Lord Leslie Turnberg
Lord Turnberg is a medical professional, author and Labour peer. Leslie Turnberg graduated in medicine from Manchester University in 1957. He was appointed President of the Royal College of Physicians in 1992 and received a knighthood in 1994 Birthday Honours for services to medicine. He continues to be active in medical affairs in the House of Lords and is a member of the Committee on Sustainability of the NHS. He was a Jewish Medical Association (UK) founder patron. In 2008 Lord and Lady Turnberg, in partnership with the Academy of Medical Sciences, established the Daniel Turnberg Memorial Fellowships. These fellowships are in memory of their late son, a doctor and researcher with a keen interest in fostering links between the UK and the Middle East. In recent years Lord Turnberg has turned his attention increasingly to the thorny problems of the Israeli-Palestinian conflict. He has used his experience in research and in large organisations to analyse the reasons behind the inability of the Zionists and the Arabs to reach a compromise. As a Labour Peer he focuses on the problems that abound in the Middle East in his interventions in debates in the House of Lords.

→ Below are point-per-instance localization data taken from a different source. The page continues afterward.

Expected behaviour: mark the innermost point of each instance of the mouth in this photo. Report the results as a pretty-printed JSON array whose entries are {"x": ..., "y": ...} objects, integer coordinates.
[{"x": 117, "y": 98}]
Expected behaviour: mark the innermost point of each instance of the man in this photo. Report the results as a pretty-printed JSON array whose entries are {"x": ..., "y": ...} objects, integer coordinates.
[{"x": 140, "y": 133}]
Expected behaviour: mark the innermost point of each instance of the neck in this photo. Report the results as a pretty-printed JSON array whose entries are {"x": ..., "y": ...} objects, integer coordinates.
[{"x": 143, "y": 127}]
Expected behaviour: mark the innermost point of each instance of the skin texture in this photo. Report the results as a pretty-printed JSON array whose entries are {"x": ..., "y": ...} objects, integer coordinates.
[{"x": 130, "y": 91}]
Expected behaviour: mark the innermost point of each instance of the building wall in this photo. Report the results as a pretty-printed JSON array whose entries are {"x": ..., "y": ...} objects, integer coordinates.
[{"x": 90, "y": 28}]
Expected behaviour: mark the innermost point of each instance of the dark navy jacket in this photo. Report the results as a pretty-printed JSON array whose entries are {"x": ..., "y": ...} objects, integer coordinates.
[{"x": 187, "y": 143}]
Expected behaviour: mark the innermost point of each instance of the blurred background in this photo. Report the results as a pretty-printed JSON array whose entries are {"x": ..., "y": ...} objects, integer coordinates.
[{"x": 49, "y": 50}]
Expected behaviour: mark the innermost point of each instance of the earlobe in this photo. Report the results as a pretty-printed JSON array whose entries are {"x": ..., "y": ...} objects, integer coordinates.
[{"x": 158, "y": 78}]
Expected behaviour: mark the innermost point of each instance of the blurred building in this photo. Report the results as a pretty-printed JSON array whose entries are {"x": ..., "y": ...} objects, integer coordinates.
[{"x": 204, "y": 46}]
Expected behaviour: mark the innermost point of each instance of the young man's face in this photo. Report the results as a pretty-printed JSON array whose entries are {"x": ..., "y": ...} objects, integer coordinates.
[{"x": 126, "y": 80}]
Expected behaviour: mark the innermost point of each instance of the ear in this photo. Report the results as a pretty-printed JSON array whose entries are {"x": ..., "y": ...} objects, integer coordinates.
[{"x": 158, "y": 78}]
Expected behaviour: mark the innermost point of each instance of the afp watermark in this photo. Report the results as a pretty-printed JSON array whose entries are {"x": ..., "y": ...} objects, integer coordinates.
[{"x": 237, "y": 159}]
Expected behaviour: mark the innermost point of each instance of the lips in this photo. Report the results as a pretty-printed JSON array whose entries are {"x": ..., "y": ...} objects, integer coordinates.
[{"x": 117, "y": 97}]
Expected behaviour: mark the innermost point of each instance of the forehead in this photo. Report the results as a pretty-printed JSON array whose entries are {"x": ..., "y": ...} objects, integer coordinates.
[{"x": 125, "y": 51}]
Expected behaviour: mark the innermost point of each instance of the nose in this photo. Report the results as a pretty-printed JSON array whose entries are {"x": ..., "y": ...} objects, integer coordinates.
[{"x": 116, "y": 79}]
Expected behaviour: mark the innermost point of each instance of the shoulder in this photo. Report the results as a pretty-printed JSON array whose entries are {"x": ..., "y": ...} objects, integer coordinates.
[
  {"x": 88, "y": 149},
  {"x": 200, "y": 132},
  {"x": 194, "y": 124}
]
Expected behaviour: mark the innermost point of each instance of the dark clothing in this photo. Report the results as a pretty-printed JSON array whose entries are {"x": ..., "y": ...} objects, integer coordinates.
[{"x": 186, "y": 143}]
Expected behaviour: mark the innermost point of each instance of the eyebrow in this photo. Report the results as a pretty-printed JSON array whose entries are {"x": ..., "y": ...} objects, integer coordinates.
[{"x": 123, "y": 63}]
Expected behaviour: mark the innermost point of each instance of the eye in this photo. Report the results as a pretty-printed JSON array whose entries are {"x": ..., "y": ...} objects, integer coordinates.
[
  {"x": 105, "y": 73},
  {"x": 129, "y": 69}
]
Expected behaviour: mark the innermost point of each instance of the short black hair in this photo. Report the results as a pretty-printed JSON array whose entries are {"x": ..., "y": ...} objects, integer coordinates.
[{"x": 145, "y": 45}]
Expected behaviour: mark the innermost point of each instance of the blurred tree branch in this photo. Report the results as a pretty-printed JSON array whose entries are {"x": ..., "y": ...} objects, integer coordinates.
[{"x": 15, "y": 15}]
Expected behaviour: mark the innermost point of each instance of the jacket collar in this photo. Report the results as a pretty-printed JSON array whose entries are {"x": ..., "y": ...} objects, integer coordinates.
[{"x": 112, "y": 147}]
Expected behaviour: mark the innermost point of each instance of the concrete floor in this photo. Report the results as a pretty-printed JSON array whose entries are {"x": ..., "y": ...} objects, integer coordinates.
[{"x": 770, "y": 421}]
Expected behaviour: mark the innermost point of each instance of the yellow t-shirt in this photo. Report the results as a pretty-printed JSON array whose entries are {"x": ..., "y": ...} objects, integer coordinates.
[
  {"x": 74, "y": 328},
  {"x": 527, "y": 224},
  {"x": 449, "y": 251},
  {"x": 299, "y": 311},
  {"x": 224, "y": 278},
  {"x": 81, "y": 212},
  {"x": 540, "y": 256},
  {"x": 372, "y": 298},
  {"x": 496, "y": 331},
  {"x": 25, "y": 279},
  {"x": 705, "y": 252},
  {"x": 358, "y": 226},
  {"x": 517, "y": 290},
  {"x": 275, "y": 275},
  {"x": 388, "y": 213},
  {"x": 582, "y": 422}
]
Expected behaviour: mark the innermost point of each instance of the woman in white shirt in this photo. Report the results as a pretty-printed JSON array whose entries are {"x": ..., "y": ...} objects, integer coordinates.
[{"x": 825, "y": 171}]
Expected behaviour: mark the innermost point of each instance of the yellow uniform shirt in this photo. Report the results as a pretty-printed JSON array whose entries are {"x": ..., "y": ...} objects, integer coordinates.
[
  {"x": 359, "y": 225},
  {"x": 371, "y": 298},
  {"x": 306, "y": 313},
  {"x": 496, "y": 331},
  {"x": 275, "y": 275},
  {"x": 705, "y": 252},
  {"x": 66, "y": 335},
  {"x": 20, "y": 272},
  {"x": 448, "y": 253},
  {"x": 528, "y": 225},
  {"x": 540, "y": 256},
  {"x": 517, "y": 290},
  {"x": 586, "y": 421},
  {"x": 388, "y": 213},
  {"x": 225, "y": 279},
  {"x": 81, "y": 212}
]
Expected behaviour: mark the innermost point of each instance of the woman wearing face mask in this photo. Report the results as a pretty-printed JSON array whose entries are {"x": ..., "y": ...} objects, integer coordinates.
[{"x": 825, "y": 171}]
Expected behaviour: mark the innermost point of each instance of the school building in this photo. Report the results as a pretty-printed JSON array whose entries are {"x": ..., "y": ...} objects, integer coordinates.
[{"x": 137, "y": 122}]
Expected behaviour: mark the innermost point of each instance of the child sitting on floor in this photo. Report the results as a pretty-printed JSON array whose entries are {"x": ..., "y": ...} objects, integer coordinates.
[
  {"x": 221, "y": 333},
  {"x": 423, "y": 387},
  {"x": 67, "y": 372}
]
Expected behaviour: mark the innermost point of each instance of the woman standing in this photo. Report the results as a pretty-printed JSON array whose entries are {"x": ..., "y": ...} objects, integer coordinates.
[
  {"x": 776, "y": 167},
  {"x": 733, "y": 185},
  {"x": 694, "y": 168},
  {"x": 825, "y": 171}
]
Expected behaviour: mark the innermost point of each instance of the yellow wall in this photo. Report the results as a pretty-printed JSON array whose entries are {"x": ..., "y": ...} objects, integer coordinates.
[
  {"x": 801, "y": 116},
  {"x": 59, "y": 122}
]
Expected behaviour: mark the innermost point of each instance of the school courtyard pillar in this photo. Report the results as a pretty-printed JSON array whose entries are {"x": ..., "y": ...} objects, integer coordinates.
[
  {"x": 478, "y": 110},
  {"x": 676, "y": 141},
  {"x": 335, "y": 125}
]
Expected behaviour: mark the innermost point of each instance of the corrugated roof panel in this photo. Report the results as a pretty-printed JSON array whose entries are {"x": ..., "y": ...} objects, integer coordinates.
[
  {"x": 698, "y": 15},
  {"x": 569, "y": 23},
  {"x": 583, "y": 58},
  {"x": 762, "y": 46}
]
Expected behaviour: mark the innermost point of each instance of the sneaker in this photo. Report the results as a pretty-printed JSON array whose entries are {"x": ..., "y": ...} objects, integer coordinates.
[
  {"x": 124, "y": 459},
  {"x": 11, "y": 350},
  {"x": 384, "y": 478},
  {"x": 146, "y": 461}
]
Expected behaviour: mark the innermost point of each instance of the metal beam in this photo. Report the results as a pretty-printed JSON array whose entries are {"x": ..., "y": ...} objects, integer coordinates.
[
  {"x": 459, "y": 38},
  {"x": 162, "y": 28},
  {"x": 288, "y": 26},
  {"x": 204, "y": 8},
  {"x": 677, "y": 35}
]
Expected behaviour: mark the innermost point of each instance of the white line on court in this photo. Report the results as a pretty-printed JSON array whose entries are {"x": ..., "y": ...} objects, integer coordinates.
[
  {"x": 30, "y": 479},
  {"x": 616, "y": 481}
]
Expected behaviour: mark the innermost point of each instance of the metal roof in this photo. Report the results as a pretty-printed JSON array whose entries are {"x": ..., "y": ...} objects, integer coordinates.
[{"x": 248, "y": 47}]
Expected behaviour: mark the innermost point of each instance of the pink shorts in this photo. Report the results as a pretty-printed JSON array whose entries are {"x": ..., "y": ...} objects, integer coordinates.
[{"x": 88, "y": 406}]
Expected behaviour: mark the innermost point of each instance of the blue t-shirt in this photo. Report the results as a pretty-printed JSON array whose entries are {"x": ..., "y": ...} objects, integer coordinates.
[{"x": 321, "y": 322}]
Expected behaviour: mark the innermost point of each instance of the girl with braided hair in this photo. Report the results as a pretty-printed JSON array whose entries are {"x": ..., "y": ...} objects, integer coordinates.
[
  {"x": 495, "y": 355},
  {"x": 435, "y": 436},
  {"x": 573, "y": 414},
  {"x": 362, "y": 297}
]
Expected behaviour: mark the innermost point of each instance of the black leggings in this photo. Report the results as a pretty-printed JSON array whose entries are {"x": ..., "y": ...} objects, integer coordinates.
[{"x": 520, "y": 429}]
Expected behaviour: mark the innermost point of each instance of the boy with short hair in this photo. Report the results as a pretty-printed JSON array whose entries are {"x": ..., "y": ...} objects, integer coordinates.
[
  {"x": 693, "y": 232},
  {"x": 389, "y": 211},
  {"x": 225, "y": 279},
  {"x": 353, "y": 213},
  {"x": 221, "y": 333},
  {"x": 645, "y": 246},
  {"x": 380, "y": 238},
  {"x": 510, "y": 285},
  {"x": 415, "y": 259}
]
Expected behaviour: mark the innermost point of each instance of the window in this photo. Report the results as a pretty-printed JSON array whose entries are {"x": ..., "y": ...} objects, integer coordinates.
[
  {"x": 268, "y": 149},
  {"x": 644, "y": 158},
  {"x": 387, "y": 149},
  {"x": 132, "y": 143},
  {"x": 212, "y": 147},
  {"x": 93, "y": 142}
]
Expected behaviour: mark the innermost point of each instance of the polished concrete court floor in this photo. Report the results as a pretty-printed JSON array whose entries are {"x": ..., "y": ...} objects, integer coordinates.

In April this year, Lord Turnberg published his book Beyond the Balfour Agreement marking the anniversary of the landmark letter and the misconceptions surrounding the declaration ever since.
Dr Jacob Norris
Jacob Norris is a social and cultural historian of the modern Middle East. He completed his PhD in 2010 at the University of Cambridge where he spent a further 3 years as Research Fellow, before coming to Sussex in 2013. Jacob’s research is mostly focused on Palestine in the 19th and early 20th centuries, albeit within global and transnational frameworks. His monograph, Land of Progress: Palestine in the Age of Colonial Development, 1905-1948 was published in 2013 by Oxford University Press.
Featured image: From left to right: Lord Allenby (commander of British forces in Palestine 1917), Lord Balfour, and Sir Herbert Samuel, first British High Commissioner of the Mandate attending the 1925 opening of Hebrew University.